Is your self-employed paperwork up to date?

Is your self-employed paperwork up to date?
There are nearly 5m self-employed workers in the UK but getting a mortgage if you work for yourself can be tricky if you don’t have the right paperwork in place.

According to latest data from the Office for National Statistics (ONS), in the three months to July 2019 there were 4.93m self-employed people in the UK, equivalent to 15% of the working population.

If you’re self-employed, you’ll have access to the same mortgage rates as everyone else, but lenders will need to see proof that you have a regular income. This isn’t always easy if, for example, you’re working as a freelancer or contractor and your income tends to fluctuate, or if you’ve only recently become self-employed and don’t have two or more years worth of earnings.

Two-thirds (68%) of Britain’s self-employed workers are finding it difficult to get a mortgage, research by Kensington Mortgages found, whilst one in five (22%) self-employed renters think that they will never be able to own a home thanks to high house prices and their sporadic income.

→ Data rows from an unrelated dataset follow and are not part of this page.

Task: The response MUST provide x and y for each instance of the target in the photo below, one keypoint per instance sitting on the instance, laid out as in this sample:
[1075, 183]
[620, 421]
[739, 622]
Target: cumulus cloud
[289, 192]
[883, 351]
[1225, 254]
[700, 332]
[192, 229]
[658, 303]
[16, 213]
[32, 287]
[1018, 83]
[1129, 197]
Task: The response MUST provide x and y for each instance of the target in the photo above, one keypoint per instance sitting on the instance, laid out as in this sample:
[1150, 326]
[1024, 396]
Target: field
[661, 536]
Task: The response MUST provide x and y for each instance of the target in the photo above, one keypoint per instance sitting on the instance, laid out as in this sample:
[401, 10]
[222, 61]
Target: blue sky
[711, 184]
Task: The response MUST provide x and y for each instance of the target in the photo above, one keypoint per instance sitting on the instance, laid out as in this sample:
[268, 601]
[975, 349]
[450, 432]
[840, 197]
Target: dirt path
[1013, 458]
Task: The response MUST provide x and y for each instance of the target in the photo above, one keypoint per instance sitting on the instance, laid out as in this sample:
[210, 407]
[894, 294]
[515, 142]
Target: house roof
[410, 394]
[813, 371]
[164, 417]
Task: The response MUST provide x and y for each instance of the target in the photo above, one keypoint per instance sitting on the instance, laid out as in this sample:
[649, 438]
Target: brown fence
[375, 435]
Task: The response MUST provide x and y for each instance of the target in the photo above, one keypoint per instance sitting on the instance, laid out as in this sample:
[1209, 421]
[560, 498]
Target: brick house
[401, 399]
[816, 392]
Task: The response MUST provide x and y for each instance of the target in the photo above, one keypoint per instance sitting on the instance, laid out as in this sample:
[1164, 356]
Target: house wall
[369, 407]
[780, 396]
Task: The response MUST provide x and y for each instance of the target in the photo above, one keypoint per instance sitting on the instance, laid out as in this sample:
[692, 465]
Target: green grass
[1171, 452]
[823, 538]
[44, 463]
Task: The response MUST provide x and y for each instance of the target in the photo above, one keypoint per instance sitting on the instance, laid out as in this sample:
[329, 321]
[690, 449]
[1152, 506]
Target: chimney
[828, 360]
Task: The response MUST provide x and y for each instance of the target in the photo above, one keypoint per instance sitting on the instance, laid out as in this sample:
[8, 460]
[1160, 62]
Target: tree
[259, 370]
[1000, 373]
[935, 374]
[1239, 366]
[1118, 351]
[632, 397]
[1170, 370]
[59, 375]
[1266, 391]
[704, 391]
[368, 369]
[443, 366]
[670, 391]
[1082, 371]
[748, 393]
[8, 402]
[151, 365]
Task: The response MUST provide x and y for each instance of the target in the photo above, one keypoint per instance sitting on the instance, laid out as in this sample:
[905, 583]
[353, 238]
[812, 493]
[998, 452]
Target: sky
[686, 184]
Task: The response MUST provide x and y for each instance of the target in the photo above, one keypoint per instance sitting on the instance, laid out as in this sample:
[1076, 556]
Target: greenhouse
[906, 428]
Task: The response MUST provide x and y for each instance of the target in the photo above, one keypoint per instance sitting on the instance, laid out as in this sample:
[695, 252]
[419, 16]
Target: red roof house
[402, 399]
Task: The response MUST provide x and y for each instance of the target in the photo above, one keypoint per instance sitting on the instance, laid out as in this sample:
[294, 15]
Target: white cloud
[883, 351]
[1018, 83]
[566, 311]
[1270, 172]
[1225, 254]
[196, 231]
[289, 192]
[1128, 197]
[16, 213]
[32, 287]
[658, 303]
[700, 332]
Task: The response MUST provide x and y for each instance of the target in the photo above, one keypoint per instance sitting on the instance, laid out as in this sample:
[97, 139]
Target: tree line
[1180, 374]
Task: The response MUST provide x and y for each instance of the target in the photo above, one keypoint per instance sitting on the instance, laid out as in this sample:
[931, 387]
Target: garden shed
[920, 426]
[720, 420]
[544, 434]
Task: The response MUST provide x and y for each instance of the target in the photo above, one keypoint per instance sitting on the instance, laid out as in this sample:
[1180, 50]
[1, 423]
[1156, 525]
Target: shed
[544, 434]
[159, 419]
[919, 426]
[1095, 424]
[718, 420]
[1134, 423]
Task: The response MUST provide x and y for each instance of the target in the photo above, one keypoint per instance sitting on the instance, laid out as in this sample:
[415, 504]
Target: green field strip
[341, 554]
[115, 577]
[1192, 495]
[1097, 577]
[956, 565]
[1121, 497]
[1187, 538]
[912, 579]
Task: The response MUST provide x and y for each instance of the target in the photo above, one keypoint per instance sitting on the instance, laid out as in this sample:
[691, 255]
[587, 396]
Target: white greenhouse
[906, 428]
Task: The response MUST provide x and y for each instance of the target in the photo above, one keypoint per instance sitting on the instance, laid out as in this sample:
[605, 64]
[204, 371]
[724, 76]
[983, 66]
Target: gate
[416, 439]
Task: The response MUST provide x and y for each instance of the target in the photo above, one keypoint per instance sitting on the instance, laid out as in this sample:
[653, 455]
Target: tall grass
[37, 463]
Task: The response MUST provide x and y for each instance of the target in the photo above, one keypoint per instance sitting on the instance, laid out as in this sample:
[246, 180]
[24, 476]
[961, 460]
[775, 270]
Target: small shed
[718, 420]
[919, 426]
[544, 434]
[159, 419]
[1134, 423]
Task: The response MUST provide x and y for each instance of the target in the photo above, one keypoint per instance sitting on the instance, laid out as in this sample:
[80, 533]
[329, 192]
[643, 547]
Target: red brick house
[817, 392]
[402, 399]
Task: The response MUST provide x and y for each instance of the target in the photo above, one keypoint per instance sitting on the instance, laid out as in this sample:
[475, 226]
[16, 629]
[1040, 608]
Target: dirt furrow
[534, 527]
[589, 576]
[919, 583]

Yet based on Kensington’s mortgage application data, self-employed mortgage borrowers are in fact a safer bet than first-time buyers, typically borrowing much less than lenders would allow.

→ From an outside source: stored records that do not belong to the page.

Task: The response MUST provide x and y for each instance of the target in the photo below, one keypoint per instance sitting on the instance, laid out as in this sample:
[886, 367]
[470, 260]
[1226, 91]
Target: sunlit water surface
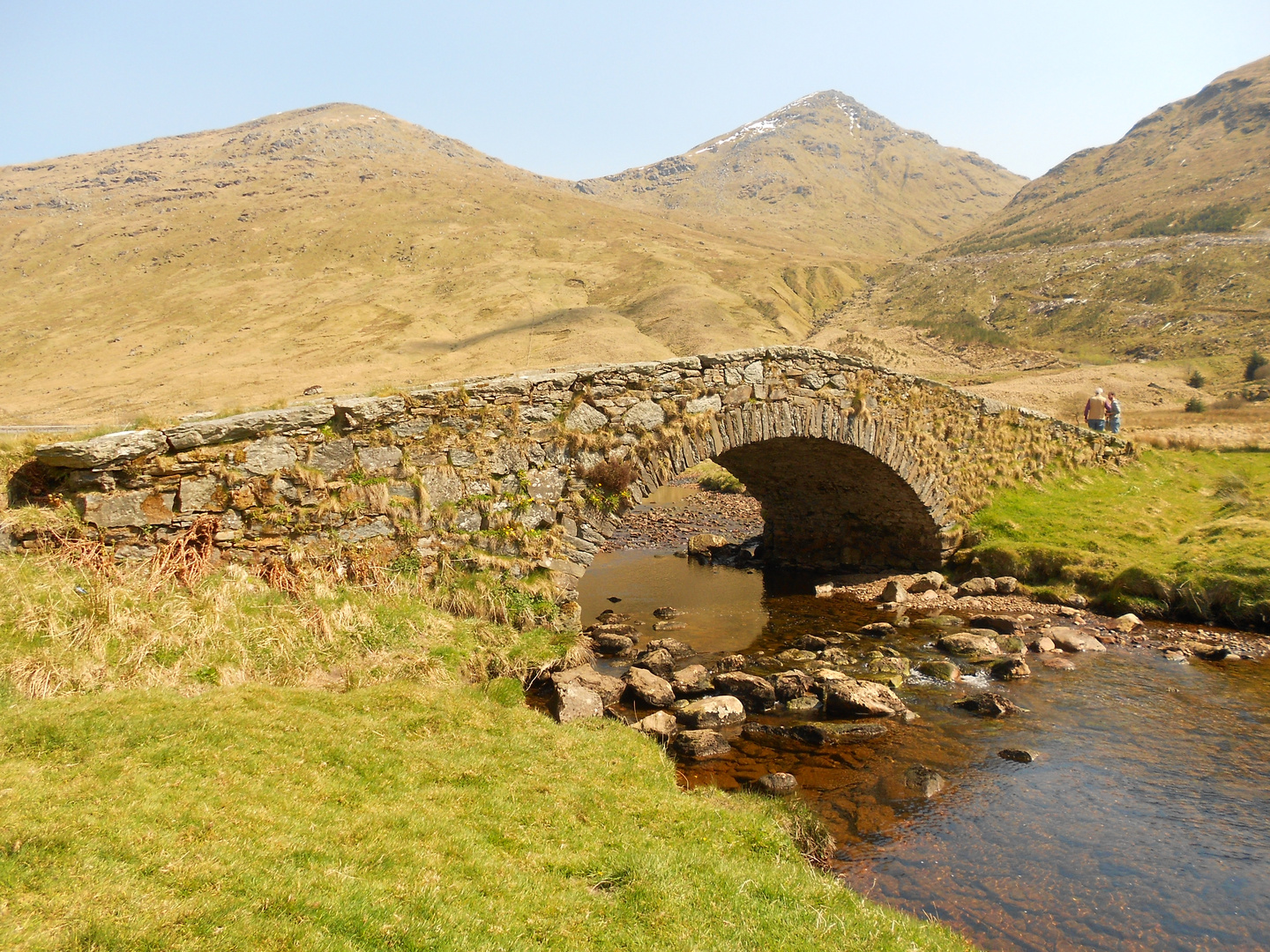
[1143, 825]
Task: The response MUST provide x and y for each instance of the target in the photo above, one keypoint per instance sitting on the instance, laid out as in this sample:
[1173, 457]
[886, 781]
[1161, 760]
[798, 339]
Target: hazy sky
[577, 89]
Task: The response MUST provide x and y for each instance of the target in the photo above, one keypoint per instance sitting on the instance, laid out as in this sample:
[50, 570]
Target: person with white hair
[1096, 412]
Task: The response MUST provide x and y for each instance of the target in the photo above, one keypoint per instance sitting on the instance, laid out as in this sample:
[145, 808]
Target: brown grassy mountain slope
[823, 167]
[340, 247]
[1151, 248]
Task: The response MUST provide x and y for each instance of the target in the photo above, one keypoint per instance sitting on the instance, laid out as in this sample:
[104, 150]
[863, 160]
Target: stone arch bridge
[856, 467]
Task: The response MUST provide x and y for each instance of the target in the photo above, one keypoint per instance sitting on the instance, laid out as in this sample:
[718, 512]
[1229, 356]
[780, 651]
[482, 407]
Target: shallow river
[1145, 824]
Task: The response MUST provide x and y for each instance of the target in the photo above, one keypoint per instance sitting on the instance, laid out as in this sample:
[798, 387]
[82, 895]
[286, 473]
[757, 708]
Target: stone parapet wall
[855, 466]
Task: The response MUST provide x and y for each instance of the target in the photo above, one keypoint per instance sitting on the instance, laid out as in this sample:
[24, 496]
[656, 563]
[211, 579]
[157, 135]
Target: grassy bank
[1179, 533]
[228, 766]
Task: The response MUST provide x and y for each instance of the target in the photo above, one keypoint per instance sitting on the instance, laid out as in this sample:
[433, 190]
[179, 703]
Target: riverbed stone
[646, 688]
[675, 646]
[854, 698]
[660, 725]
[1072, 640]
[776, 785]
[657, 660]
[574, 703]
[968, 643]
[700, 744]
[609, 687]
[923, 779]
[940, 671]
[756, 693]
[1011, 669]
[791, 684]
[691, 682]
[990, 704]
[712, 712]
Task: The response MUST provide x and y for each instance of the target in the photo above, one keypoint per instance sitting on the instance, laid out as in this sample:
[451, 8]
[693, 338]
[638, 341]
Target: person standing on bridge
[1096, 412]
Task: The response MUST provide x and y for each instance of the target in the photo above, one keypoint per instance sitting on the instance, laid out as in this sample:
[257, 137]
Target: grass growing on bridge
[1179, 532]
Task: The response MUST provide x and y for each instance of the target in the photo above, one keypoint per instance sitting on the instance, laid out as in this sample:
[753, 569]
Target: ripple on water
[1143, 824]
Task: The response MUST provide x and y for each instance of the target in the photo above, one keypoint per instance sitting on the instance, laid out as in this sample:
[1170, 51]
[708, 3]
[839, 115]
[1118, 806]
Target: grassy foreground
[286, 784]
[1183, 533]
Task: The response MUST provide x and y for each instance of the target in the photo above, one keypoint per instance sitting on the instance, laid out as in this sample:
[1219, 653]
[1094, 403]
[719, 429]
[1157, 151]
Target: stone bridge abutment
[855, 466]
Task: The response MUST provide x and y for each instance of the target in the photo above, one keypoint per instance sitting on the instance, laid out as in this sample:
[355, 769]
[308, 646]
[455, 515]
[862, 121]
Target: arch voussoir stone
[855, 466]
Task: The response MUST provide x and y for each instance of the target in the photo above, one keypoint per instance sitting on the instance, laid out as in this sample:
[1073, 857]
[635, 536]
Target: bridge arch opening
[833, 505]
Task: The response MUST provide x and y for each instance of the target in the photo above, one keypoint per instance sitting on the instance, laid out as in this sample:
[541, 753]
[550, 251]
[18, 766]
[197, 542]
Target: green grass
[1181, 533]
[399, 818]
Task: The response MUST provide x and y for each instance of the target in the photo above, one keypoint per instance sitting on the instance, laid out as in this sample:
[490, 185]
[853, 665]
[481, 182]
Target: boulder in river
[691, 682]
[1073, 640]
[990, 704]
[660, 725]
[996, 622]
[700, 744]
[854, 698]
[729, 663]
[893, 591]
[879, 629]
[1011, 669]
[1018, 755]
[776, 785]
[940, 671]
[675, 646]
[966, 643]
[573, 703]
[712, 712]
[609, 688]
[816, 733]
[791, 684]
[756, 693]
[657, 660]
[646, 688]
[923, 779]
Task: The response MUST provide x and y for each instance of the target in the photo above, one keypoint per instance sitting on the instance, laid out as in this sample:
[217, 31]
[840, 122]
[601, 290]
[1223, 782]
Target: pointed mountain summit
[1200, 164]
[830, 169]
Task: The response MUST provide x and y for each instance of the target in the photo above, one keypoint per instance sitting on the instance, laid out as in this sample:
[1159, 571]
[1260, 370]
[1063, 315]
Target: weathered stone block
[111, 450]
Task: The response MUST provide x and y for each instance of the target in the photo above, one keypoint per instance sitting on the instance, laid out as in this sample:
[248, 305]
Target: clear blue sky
[577, 89]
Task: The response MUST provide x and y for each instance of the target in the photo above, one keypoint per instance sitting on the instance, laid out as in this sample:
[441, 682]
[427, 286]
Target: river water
[1143, 824]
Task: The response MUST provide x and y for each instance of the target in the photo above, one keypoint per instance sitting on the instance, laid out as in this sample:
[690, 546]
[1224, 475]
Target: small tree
[1255, 363]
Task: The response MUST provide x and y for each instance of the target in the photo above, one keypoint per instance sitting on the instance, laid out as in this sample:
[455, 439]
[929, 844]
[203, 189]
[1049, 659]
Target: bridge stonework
[855, 466]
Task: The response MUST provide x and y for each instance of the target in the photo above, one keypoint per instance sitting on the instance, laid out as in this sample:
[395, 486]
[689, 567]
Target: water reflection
[1142, 825]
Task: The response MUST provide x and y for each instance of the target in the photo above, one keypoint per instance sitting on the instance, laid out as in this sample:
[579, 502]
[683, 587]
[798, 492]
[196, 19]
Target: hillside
[823, 167]
[1154, 248]
[342, 248]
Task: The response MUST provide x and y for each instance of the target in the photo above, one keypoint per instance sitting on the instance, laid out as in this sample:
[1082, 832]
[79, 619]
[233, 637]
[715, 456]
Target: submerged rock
[574, 703]
[701, 744]
[646, 688]
[990, 704]
[756, 693]
[660, 725]
[776, 785]
[923, 779]
[852, 698]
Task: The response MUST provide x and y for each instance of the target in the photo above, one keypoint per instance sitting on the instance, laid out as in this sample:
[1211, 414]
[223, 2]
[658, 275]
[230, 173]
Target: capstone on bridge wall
[855, 466]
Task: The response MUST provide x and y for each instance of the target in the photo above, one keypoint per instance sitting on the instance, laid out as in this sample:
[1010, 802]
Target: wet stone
[698, 744]
[712, 712]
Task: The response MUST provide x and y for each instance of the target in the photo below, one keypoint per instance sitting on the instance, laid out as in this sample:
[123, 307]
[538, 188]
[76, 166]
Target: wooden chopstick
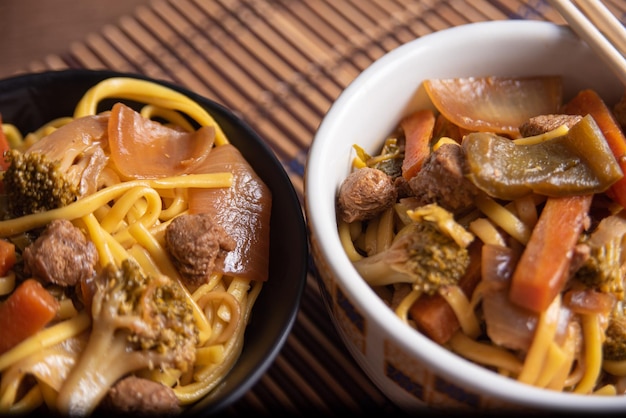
[599, 28]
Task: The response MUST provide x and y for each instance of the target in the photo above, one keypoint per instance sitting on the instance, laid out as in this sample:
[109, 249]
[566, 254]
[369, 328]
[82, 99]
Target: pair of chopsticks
[599, 28]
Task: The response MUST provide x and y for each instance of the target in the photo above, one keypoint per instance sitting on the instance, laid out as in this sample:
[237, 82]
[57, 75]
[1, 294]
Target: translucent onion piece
[495, 104]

What proof of income do you need to provide if you’re self-employed?

Before the Mortgage Market Review (MMR) in 2014, if you were self-employed you could simply tell a lender how much you earned without having to provide any proof. This was known as ‘self-certifying’ and meant you could get a mortgage even if your income varied from month to month.

However, self-certification mortgages are no longer available and now all lenders must see evidence of your income before they will offer you a mortgage.

You’ll usually be asked to provide proof of earnings for the last two to three years, although some lenders will consider applications from borrowers with only one year’s records.

You may be asked for accounts, but if you don’t have any then lenders will generally accept your self-assessment tax calculations (SA302s) and a tax overview, which can be printed from the HMRC website. Alternatively, a lender might ask your accountant to complete a certificate certifying your income.

Make sure you have recent records

When supplying the required paperwork, bear in mind that many lenders specify that the most recent year-end documentation must not be older than 18 months before the date of application.

We’ve therefore just passed the point when figures for 2017/18 will no longer be acceptable as the latest year’s figures, so it’s important to ensure your paperwork is up to date if you are planning to make a mortgage application.

What other information is required?

As well as providing evidence of your income, lenders will want to see proof of your identity and address, so you’ll need to show photo ID such as your passport or driving license and provide a recent utility or council tax bill showing your address.

You’ll also need to submit bank statements to show details of your outgoings such as childcare costs, household bills and other loan or credit card payments. Lenders typically ask for the last three month’s statements, although some may request the last 6 months.